Structure-Inspired Lineage-Specific Matrix for Endogenous Neurogenesis in Spinal Cord Injury.

作者信息

Wu Bo, Lei Xuejiao, Ru Xufang, Zhou Jiangling, Liu Hao, Gan Yibo, Wang Yan, Li Wenyan

机构信息

School of Medicine, Nankai University, Tianjin 300071, China.

Department of Orthopedics, General Hospital of Chinese People's Liberation Army, Beijing 100853, China.

出版信息

Research (Wash D C). 2025 Aug 7;8:0821. doi: 10.34133/research.0821. eCollection 2025.
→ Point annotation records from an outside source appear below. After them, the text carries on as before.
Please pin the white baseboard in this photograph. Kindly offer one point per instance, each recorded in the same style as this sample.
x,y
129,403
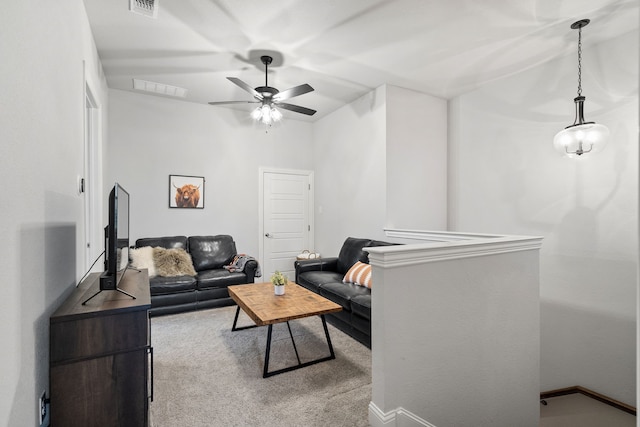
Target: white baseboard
x,y
398,417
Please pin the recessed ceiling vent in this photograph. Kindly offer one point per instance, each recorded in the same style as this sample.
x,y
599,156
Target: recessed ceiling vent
x,y
159,88
144,7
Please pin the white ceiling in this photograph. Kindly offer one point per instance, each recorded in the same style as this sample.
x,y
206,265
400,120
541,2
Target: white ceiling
x,y
343,48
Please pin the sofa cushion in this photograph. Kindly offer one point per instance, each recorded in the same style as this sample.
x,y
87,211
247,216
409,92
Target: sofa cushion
x,y
361,306
168,285
342,293
312,280
351,252
211,252
360,274
164,242
220,278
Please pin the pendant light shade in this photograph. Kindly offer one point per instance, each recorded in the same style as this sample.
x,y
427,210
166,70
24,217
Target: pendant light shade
x,y
581,137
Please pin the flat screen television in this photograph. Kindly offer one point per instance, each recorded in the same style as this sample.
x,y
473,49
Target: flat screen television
x,y
116,239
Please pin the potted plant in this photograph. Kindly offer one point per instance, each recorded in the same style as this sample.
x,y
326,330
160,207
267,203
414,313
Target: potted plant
x,y
279,280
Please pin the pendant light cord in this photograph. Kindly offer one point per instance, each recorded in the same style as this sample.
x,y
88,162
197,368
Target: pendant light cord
x,y
580,61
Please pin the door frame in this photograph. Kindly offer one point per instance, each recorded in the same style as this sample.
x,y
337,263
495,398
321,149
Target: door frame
x,y
88,183
261,172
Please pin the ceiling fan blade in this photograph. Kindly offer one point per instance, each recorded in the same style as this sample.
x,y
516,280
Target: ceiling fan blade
x,y
233,102
294,91
246,87
296,108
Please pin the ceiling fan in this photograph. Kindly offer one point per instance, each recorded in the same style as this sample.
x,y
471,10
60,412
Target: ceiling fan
x,y
270,97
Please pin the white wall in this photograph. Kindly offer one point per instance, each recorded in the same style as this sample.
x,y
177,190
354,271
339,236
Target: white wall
x,y
151,138
43,48
349,156
377,167
456,333
505,177
416,158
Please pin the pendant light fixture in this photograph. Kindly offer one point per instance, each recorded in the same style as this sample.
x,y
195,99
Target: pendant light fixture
x,y
581,137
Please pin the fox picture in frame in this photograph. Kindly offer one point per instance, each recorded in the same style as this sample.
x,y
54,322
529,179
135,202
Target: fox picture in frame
x,y
186,192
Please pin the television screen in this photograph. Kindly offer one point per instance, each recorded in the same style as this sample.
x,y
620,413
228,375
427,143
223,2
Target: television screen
x,y
116,238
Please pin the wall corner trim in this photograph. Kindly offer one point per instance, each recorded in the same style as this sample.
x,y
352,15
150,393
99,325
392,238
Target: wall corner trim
x,y
394,418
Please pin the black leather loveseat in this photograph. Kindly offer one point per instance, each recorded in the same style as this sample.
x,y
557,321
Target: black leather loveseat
x,y
208,288
324,276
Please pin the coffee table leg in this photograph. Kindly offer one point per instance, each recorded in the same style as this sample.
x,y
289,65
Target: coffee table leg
x,y
235,322
266,373
294,343
326,333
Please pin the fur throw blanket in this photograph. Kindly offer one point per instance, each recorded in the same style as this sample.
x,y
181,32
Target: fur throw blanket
x,y
162,262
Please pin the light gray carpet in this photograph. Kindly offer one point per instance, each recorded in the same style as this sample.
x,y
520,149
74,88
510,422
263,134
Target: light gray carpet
x,y
206,375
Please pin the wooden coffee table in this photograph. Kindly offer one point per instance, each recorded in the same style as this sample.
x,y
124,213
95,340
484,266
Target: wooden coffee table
x,y
265,309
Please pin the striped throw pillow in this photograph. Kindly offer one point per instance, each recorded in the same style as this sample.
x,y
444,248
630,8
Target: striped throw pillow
x,y
360,274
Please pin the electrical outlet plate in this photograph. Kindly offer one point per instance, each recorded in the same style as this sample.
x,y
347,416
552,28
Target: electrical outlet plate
x,y
42,406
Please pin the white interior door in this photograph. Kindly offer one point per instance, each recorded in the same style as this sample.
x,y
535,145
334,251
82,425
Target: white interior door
x,y
287,219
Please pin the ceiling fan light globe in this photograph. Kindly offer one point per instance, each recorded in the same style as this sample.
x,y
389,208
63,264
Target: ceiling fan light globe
x,y
256,114
276,115
576,141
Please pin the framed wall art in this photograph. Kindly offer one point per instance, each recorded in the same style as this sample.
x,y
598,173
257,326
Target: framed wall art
x,y
186,192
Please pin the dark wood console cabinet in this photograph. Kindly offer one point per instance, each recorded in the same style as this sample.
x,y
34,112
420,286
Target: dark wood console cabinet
x,y
100,355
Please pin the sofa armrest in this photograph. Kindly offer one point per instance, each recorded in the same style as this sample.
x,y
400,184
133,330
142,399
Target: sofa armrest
x,y
319,264
250,269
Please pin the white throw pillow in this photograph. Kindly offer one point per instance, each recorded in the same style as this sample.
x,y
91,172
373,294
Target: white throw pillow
x,y
143,258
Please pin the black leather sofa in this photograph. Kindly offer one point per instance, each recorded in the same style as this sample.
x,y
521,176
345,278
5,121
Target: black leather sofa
x,y
208,288
324,277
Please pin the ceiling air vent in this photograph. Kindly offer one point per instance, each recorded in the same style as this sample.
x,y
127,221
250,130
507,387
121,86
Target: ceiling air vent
x,y
159,88
144,7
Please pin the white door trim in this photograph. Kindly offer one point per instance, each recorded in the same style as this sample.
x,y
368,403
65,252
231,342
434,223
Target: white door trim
x,y
261,172
92,241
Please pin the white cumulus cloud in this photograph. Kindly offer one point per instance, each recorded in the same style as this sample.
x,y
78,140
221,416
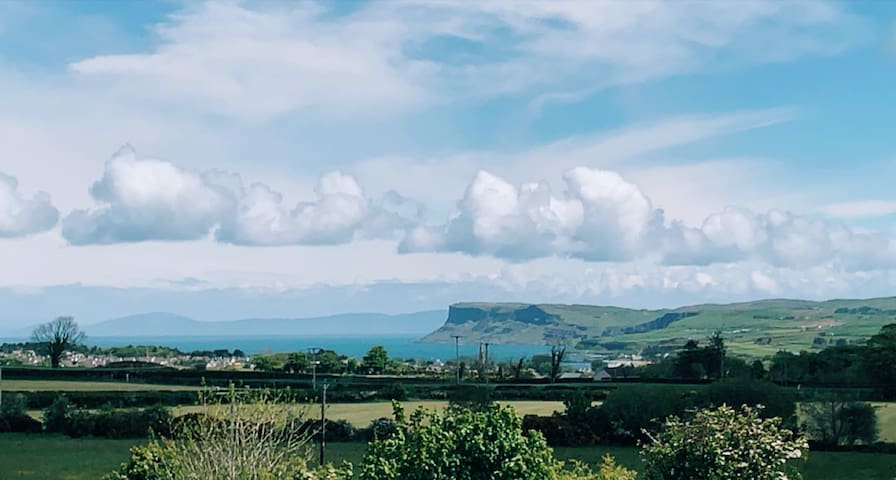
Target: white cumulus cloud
x,y
148,199
145,199
600,216
19,215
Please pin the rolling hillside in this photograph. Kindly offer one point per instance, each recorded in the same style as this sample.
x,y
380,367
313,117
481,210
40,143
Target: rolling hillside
x,y
168,324
752,328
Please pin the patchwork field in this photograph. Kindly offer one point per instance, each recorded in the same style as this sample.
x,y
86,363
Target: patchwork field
x,y
43,457
361,414
74,386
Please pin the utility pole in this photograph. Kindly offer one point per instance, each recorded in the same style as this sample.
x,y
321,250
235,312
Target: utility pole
x,y
314,362
485,364
323,423
457,357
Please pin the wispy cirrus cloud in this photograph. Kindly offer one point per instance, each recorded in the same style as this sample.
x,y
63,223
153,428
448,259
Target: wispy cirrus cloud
x,y
600,216
861,209
257,63
21,215
144,199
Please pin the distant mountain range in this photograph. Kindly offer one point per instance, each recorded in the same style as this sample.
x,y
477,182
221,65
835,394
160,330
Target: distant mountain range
x,y
162,324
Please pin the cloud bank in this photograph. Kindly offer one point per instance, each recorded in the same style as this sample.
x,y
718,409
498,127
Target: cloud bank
x,y
602,217
21,216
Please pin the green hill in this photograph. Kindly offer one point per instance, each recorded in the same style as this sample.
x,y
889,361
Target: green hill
x,y
752,328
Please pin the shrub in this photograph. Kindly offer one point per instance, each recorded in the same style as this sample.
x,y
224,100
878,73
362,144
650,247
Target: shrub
x,y
560,430
627,416
483,444
57,415
608,471
14,418
396,392
777,401
381,428
337,430
488,444
247,435
723,444
833,423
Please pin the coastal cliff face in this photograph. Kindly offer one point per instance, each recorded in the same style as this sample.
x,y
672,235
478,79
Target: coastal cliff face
x,y
503,323
769,323
531,314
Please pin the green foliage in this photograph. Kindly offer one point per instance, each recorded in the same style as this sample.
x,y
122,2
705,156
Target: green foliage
x,y
296,362
382,428
608,470
460,444
58,414
777,401
473,397
57,336
376,360
266,363
395,391
625,417
723,444
14,418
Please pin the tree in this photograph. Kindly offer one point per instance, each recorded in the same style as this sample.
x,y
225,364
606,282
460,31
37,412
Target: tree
x,y
557,354
757,370
376,359
880,358
723,444
296,362
517,368
717,348
58,336
833,422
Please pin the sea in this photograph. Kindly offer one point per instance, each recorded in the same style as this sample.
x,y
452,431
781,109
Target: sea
x,y
398,346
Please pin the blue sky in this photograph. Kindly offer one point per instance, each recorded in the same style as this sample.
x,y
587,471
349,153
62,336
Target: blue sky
x,y
635,153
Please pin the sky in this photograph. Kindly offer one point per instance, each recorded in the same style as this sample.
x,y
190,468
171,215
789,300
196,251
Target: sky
x,y
231,159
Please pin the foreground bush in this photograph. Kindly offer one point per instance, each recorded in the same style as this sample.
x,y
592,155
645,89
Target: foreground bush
x,y
14,418
723,444
63,417
240,435
486,443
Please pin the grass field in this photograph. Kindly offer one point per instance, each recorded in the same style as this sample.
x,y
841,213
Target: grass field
x,y
46,457
361,414
70,386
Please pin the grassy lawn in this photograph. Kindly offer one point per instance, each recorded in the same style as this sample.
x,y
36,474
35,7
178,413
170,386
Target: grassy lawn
x,y
886,421
69,386
42,457
361,414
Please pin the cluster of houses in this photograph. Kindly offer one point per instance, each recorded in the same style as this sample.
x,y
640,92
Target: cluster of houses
x,y
89,360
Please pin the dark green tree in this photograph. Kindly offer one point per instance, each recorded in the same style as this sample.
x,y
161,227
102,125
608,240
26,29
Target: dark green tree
x,y
58,336
376,359
296,362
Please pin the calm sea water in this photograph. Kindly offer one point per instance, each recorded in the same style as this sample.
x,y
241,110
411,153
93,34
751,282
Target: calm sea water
x,y
397,346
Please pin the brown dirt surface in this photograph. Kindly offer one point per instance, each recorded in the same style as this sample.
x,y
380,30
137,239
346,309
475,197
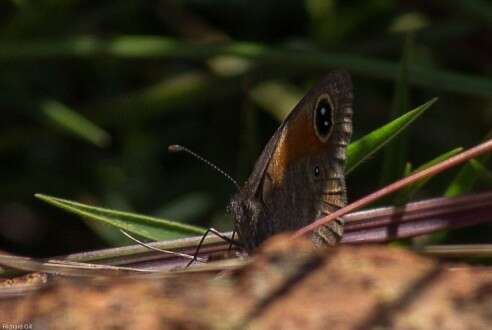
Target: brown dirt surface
x,y
289,285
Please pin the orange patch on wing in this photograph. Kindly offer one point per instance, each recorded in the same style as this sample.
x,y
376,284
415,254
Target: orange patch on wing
x,y
297,141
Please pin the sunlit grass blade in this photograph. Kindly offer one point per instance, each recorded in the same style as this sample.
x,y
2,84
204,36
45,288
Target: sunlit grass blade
x,y
366,146
396,152
466,178
131,47
74,123
144,226
408,192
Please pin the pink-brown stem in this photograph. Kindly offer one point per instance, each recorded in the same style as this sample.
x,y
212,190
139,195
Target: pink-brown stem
x,y
391,188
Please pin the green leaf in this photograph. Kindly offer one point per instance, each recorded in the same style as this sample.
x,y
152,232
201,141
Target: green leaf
x,y
481,171
366,146
409,191
145,226
72,122
396,153
464,181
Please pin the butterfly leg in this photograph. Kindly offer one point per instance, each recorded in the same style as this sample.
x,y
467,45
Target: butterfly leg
x,y
202,240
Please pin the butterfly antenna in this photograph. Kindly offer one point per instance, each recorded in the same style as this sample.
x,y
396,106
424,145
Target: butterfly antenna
x,y
179,148
150,247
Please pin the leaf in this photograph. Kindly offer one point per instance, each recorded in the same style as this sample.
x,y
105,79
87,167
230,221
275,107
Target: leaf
x,y
366,146
72,122
132,47
481,171
396,153
276,97
145,226
409,191
464,181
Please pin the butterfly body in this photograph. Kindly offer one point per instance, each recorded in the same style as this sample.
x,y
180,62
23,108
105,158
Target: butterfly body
x,y
299,176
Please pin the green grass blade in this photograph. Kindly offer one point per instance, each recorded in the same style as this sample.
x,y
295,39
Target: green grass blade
x,y
396,152
75,124
145,226
408,192
366,146
482,171
276,97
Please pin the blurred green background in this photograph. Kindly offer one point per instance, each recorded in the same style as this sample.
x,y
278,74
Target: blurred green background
x,y
93,92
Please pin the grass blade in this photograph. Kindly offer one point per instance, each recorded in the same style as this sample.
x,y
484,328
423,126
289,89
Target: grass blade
x,y
145,226
408,192
366,146
131,47
74,123
396,153
464,181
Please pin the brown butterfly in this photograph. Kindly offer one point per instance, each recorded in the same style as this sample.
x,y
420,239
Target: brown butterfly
x,y
299,176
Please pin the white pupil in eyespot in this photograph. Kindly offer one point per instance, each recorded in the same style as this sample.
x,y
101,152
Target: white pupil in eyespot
x,y
323,118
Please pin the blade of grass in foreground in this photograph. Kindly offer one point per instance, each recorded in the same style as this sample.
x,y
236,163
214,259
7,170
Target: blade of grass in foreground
x,y
467,176
366,146
396,152
145,226
409,191
72,122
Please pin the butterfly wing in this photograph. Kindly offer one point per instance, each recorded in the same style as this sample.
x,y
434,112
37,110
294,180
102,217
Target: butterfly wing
x,y
300,175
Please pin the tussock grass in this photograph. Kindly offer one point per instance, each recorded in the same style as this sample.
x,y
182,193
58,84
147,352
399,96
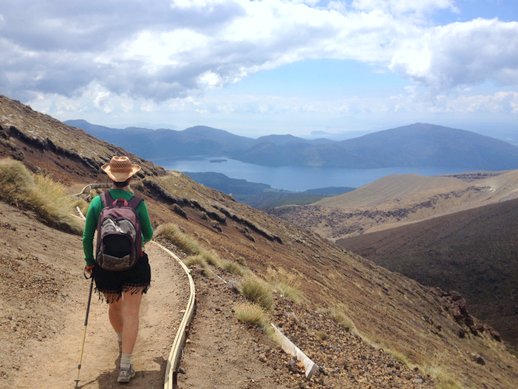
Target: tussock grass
x,y
253,314
443,378
196,253
40,194
339,314
285,283
234,268
194,260
172,233
257,291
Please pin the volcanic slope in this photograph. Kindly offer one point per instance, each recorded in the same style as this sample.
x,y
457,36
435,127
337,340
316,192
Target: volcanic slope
x,y
399,199
472,252
388,317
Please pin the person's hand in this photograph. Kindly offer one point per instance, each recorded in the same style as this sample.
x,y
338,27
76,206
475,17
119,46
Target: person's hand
x,y
89,270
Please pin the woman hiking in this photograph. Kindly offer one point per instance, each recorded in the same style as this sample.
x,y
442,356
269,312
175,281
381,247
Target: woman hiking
x,y
122,288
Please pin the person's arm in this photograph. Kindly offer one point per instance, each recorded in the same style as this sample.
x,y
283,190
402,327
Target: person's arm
x,y
90,226
145,222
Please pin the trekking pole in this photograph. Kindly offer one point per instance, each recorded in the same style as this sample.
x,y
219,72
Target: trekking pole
x,y
84,333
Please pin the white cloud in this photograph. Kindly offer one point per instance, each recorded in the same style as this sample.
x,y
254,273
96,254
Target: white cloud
x,y
461,54
160,55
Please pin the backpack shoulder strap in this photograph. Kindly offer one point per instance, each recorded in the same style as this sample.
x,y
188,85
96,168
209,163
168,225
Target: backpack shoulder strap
x,y
134,202
106,199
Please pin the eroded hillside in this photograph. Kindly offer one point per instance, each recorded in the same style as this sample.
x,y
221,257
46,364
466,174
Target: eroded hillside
x,y
400,199
419,325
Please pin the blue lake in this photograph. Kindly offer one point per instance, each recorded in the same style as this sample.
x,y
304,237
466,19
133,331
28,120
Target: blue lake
x,y
295,178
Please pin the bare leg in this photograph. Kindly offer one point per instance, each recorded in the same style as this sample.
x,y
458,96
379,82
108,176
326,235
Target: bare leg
x,y
130,319
115,314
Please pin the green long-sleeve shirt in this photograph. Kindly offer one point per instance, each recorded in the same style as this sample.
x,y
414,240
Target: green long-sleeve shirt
x,y
92,215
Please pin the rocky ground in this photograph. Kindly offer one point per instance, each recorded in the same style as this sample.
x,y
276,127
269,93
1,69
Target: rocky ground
x,y
218,340
43,299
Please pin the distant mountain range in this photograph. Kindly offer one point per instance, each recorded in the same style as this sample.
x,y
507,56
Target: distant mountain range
x,y
416,145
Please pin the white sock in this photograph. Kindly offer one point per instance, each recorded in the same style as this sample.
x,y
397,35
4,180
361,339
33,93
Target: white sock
x,y
125,361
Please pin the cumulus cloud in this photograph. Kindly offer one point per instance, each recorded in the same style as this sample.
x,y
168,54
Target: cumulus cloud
x,y
461,54
163,49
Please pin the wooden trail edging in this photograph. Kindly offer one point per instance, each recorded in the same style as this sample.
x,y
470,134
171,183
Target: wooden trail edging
x,y
289,347
175,354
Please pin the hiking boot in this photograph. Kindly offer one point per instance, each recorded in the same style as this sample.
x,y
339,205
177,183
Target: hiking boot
x,y
125,375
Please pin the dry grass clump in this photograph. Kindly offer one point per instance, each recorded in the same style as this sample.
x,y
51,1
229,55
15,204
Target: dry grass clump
x,y
196,253
285,283
443,378
251,313
38,193
234,268
257,291
339,314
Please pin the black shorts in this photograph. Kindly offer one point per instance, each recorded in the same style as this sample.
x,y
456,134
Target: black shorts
x,y
136,279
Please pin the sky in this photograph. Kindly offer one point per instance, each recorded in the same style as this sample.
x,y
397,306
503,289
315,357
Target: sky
x,y
304,67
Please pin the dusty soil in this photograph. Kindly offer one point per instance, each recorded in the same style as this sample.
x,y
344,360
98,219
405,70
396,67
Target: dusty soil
x,y
221,352
43,299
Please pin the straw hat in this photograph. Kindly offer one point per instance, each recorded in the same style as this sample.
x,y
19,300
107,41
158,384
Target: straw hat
x,y
120,169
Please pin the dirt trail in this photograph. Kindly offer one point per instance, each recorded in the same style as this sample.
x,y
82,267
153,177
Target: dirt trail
x,y
47,356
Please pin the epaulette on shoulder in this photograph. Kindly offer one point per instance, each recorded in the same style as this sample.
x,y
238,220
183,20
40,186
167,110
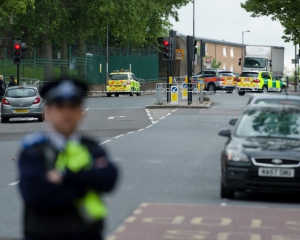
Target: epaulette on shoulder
x,y
33,139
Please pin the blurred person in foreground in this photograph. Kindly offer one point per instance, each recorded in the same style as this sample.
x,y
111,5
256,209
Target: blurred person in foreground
x,y
63,173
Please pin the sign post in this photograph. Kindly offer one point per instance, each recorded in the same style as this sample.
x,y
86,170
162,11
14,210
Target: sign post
x,y
174,95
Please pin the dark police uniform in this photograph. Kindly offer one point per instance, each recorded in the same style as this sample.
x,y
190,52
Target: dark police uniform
x,y
54,211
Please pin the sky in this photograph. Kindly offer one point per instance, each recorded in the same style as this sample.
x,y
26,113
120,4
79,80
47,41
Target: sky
x,y
225,19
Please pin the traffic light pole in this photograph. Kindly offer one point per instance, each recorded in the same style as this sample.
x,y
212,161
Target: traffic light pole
x,y
18,74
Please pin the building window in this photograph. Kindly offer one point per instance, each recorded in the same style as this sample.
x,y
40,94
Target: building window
x,y
232,52
224,51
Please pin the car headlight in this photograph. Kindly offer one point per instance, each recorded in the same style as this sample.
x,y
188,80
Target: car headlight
x,y
236,156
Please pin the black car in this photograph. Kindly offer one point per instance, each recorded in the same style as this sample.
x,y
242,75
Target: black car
x,y
263,151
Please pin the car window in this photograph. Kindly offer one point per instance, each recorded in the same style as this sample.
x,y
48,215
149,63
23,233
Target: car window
x,y
21,93
278,101
270,122
118,77
249,74
265,75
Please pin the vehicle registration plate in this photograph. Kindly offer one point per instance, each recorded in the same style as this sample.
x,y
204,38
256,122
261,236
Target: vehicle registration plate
x,y
21,111
276,172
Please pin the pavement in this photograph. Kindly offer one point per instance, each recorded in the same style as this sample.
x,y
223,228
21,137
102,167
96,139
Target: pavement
x,y
169,162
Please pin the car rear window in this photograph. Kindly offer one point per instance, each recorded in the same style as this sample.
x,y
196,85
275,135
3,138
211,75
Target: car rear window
x,y
249,74
21,92
118,77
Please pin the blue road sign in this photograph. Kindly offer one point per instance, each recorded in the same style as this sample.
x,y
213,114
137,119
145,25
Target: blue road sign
x,y
174,89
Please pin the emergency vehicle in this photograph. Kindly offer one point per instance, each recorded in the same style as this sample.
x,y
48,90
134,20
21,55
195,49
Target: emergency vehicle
x,y
259,81
216,79
122,82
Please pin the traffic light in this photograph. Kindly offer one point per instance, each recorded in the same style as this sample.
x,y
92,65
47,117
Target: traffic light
x,y
191,47
167,49
23,50
17,49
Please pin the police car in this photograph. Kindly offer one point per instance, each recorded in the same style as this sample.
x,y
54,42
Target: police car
x,y
259,81
122,82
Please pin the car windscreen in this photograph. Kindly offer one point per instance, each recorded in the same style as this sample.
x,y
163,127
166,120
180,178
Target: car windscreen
x,y
118,77
21,92
278,101
278,122
249,74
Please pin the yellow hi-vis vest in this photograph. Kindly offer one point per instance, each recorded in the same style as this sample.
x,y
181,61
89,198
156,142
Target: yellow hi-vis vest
x,y
77,157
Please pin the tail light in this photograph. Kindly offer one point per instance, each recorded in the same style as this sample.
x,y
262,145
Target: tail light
x,y
37,100
5,102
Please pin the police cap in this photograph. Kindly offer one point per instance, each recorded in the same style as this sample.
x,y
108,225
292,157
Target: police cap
x,y
59,91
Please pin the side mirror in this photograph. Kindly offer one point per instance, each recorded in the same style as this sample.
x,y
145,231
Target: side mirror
x,y
233,121
225,132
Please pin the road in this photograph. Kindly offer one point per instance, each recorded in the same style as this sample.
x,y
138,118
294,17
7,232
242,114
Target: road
x,y
170,174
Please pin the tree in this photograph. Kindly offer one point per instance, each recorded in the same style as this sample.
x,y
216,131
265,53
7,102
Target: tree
x,y
284,11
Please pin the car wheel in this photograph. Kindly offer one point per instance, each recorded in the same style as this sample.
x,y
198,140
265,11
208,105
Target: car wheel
x,y
211,87
225,193
41,118
4,120
265,89
283,89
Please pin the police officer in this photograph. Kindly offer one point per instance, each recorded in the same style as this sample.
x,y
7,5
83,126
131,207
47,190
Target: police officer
x,y
63,173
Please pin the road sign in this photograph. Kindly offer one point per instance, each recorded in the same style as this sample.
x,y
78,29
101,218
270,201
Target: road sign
x,y
174,95
179,54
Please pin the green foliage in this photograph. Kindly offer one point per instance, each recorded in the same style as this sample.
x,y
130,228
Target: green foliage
x,y
284,11
215,63
134,22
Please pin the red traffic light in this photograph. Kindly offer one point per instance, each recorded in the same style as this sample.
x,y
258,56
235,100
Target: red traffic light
x,y
166,43
17,46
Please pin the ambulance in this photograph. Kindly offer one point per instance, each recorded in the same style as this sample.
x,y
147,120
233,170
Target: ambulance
x,y
255,81
122,82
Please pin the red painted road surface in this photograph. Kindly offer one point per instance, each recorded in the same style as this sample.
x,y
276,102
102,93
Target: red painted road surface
x,y
187,222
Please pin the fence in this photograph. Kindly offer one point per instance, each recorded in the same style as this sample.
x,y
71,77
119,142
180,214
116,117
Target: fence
x,y
92,68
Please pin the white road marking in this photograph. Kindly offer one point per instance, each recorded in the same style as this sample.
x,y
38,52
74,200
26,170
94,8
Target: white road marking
x,y
119,136
14,183
105,142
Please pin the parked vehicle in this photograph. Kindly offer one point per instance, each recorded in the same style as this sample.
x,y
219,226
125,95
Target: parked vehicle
x,y
22,102
254,81
264,58
122,82
216,79
262,151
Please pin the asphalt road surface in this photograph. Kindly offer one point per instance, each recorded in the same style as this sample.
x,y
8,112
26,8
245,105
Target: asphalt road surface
x,y
170,174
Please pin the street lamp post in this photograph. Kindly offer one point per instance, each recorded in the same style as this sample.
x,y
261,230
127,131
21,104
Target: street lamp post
x,y
243,50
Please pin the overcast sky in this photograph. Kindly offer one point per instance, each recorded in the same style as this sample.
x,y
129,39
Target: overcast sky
x,y
221,19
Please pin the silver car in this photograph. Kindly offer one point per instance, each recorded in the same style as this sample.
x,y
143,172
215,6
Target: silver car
x,y
22,102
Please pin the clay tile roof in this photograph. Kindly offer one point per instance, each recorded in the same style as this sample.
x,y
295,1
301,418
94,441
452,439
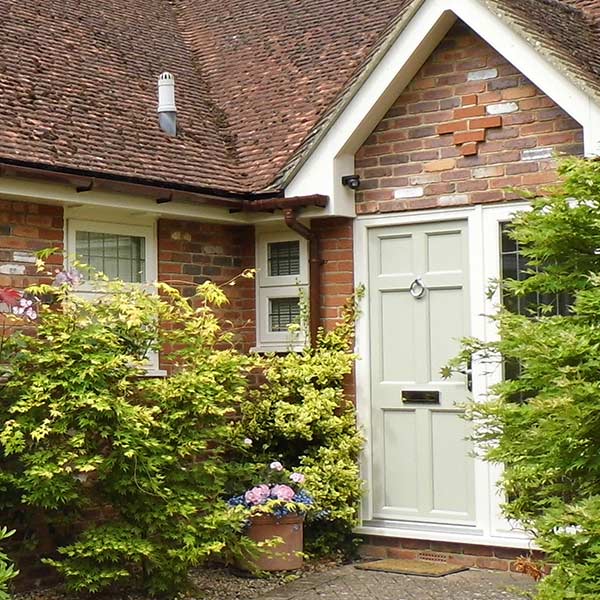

DOI:10.34133/research.0821
PMID:40777597
原文链接:https://pmc.ncbi.nlm.nih.gov/articles/PMC12329214/
Abstract

Spinal cord injury (SCI) poses substantial challenges, often leading to permanent disability and requiring adequate neuronal regeneration for functional repair. Decellularized spinal cord (DSC) matrices hold promise due to their native 3-dimensional (3D) structure and extracellular matrix (ECM)-derived biochemical components. However, their limited mechanical properties and insufficient availability of growth factors hinder their effectiveness. To address these limitations, this study introduces a core-shell design that reinforces DSC with a hydrogel-based matrix capable of delivering essential growth factors while preserving its natural structure. By leveraging 3D printing and electrostatic adsorption, the engineered matrix retains the topological features of DSC while introducing new topographical and neurogenic cues. These instructive cues facilitated an 11-fold increase in the number of newly generated neuronal cells, demonstrating lineage-specific neuronal regeneration in vivo. Mechanistically, the synergistic effects of ECM-inspired structure and biochemical cues activated the ITGA2/ITGA11-ERK/AKT signaling axis and promoted M2 macrophage/microglia polarization, thereby reducing cavity and scar formation. This optimized microenvironment enhanced endogenous neurogenesis and supported functional recovery after SCI. Overall, this study developed a structure-inspired lineage-specific matrix that effectively stimulates endogenous neuronal regeneration, highlighting its potential for advancing spinal cord repair strategies.

摘要

脊髓损伤(SCI)带来了巨大挑战,常常导致永久性残疾,并且需要足够的神经元再生以实现功能修复。去细胞脊髓(DSC)基质因其天然的三维(3D)结构和源自细胞外基质(ECM)的生化成分而具有应用前景。然而,它们有限的机械性能和生长因子的可用性不足阻碍了其有效性。为了解决这些局限性,本研究引入了一种核壳设计,用一种能够递送必需生长因子同时保留其天然结构的水凝胶基基质来增强DSC。通过利用3D打印和静电吸附,工程化基质保留了DSC的拓扑特征,同时引入了新的地形学和神经源性线索。这些指导性线索使新生成的神经元细胞数量增加了11倍,证明了体内谱系特异性神经元再生。从机制上讲,受ECM启发的结构和生化线索的协同作用激活了ITGA2/ITGA11-ERK/AKT信号轴,并促进了M2巨噬细胞/小胶质细胞极化,从而减少了空洞和瘢痕形成。这种优化的微环境增强了内源性神经发生,并支持了SCI后的功能恢复。总体而言,本研究开发了一种受结构启发的谱系特异性基质,可有效刺激内源性神经元再生,突出了其推进脊髓修复策略的潜力。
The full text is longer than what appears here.